Researchers conducted a 52-week, randomized, double-blind, placebo-controlled, parallel-group, phase 3 trial of bempedoic acid (Evaluation of Long-Term Safety and Tolerability of ETC-1002 in High-Risk Patients with Hyperlipidemia and High CV Risk [CLEAR Harmony]; ClinicalTrials.gov identifier NCT02666664)in which they assessed its safety and efficacy over a 1-year intervention period in patients with atherosclerotic cardiovascular disease, heterozygous familial hypercholesteremia, or both.1 Participants had an LDL cholesterol level of at least 70 mg/mL while receiving maximally-tolerated statin therapy with or without additional lipid-lowering therapy.
Of the 2230 patients enrolled, 1488 received bempedoic acid and 742 received placebo; mean LDL cholesterol level at baseline was 103.2±29.4 mg/dL. The incidence of adverse events did not differ substantially between the 2 groups during the intervention period, but the incidence of adverse events leading to discontinuation of the regimen was higher in the bempedoic acid group than in the placebo group (10.9% vs 7.1%, respectively) as was the incidence of gout (1.2% vs 0.3%, respectively).
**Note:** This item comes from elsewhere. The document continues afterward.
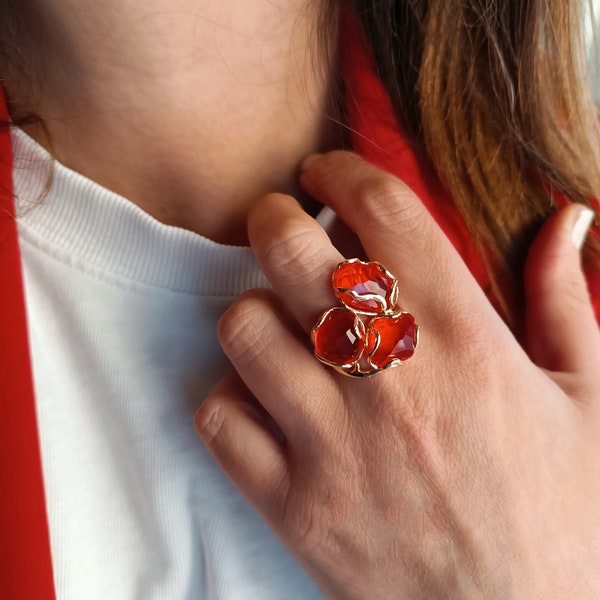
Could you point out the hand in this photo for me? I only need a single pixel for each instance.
(471, 471)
At week 12, bempedoic acid reduced the mean LDL cholesterol level by 19.2 mg/dL, representing a change from baseline of -16.5%.
“In conclusion, in a 52-week trial, treatment with bempedoic acid added to maximally tolerated statin therapy did not lead to a higher overall incidence of adverse events than placebo and led to significantly lower LDL cholesterol levels” the authors stated.1
- Ray KK, Bays HE, Catapano AL, et al, for the CLEAR Harmony Trial. Safety and efficacy of bempedoic acid to reduce LDL cholesterol. N Engl J Med. 2019;380:1022-1032.
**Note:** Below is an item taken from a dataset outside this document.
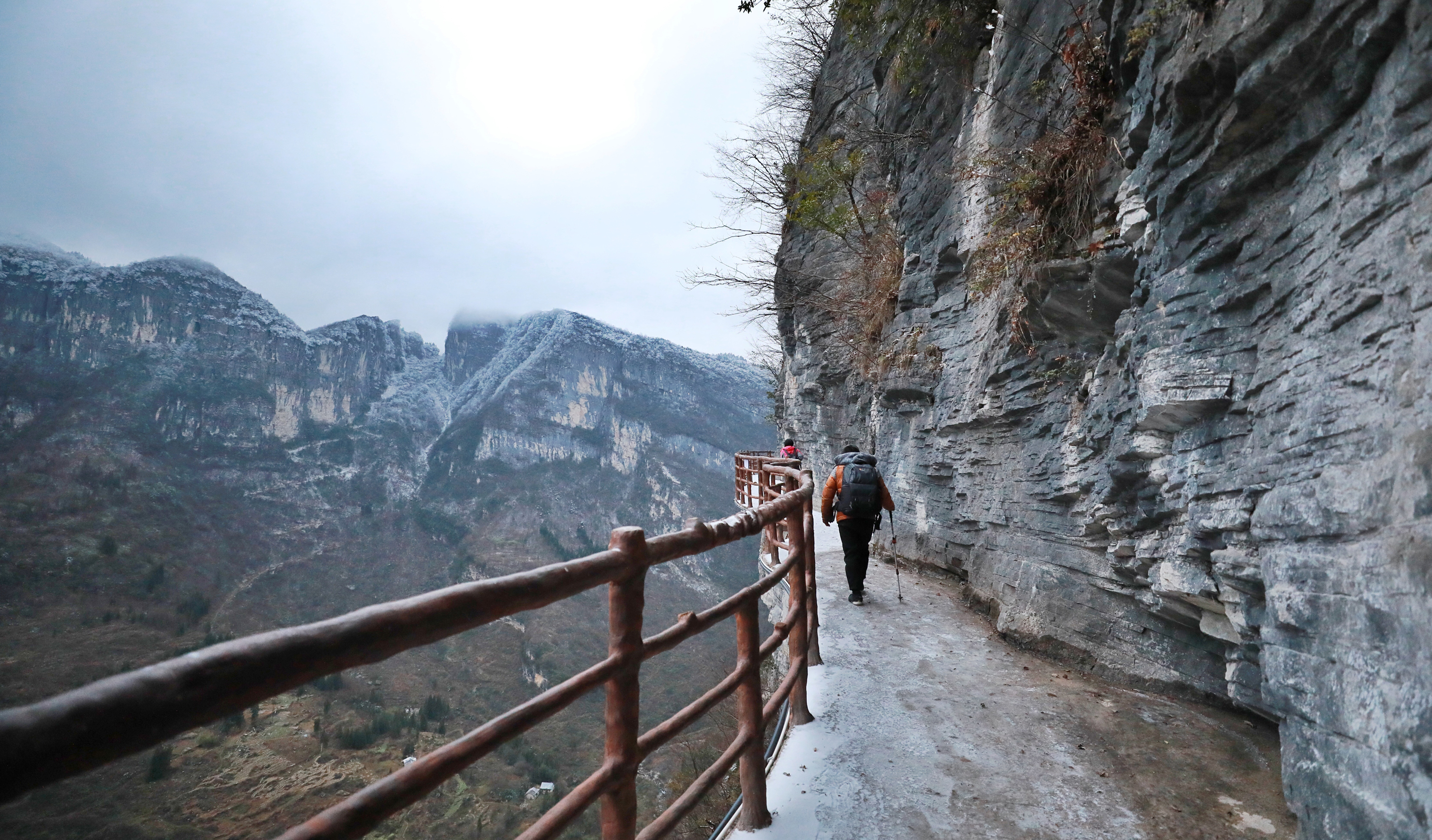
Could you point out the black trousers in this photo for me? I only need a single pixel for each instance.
(855, 541)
- Stone NJ, Robinson JG, Lichtenstein AH, et al. 2013 ACC/AHA guideline on the treatment of blood cholesterol to reduce atherosclerotic cardiovascular risk in adults: a report of the American College of Cardiology/American Heart Association Task Force on Practice Guidelines. Circulation. 2014;129(Suppl 2):S1-S45.
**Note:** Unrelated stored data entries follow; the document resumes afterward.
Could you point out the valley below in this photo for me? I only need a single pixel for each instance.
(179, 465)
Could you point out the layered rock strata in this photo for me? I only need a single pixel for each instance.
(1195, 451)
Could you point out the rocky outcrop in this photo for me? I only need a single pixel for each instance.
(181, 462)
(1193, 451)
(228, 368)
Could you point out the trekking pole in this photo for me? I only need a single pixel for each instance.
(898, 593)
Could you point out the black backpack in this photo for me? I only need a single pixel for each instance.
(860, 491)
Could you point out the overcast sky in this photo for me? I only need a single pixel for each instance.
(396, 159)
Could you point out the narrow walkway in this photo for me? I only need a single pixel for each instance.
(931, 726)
- Jacobson TA, Ito MK, Maki KC, et al. National lipid association recommendations for patient-centered management of dyslipidemia: part 1 – full report. J Clin Lipidol. 2015;9:129-169.
- Ballantyne CM, Davidson MH, Macdougall DE, et al. Efficacy and safety of a novel dual modulator of adenosine triphosphate-citrate lyase and adenosine monophosphate-activated protein kinase in patients with hypercholesterolemia: results of a multicenter, randomized, double-blind, placebo-controlled, parallel-group trial. J Am Coll Cardiol. 2013;62:1154-1162.
- Thompson PD, Rubino J, Janik MJ, et al. Use of ETC-1002 to treat hypercholesterolemia in patients with statin intolerance. J Clin Lipidol. 2015;9:295-304.
- Ballantyne CM, McKenney JM, MacDougall DE, et al. Effect of ETC-1002 on serum low-density lipoprotein cholesterol in hypercholesterolemic patients receiving statin therapy. Am J Cardiol. 2016;117:1928-1933.
- Thompson PD, MacDougall DE, Newton RS, et al. Treatment with ETC-1002 alone and in combination with ezetimibe lowers LDL cholesterol in hypercholesterolemic patients with or without statin intolerance. J Clin Lipidol. 2016;10:556-567.8.
- Ballantyne CM, Banach M, Mancini GBJ, et al. Efficacy and safety of bempedoic acid added to ezetimibe in statin intolerant patients with hypercholesterolemia: a randomized, placebo-controlled study.Atherosclerosis. 2018;277:195-203.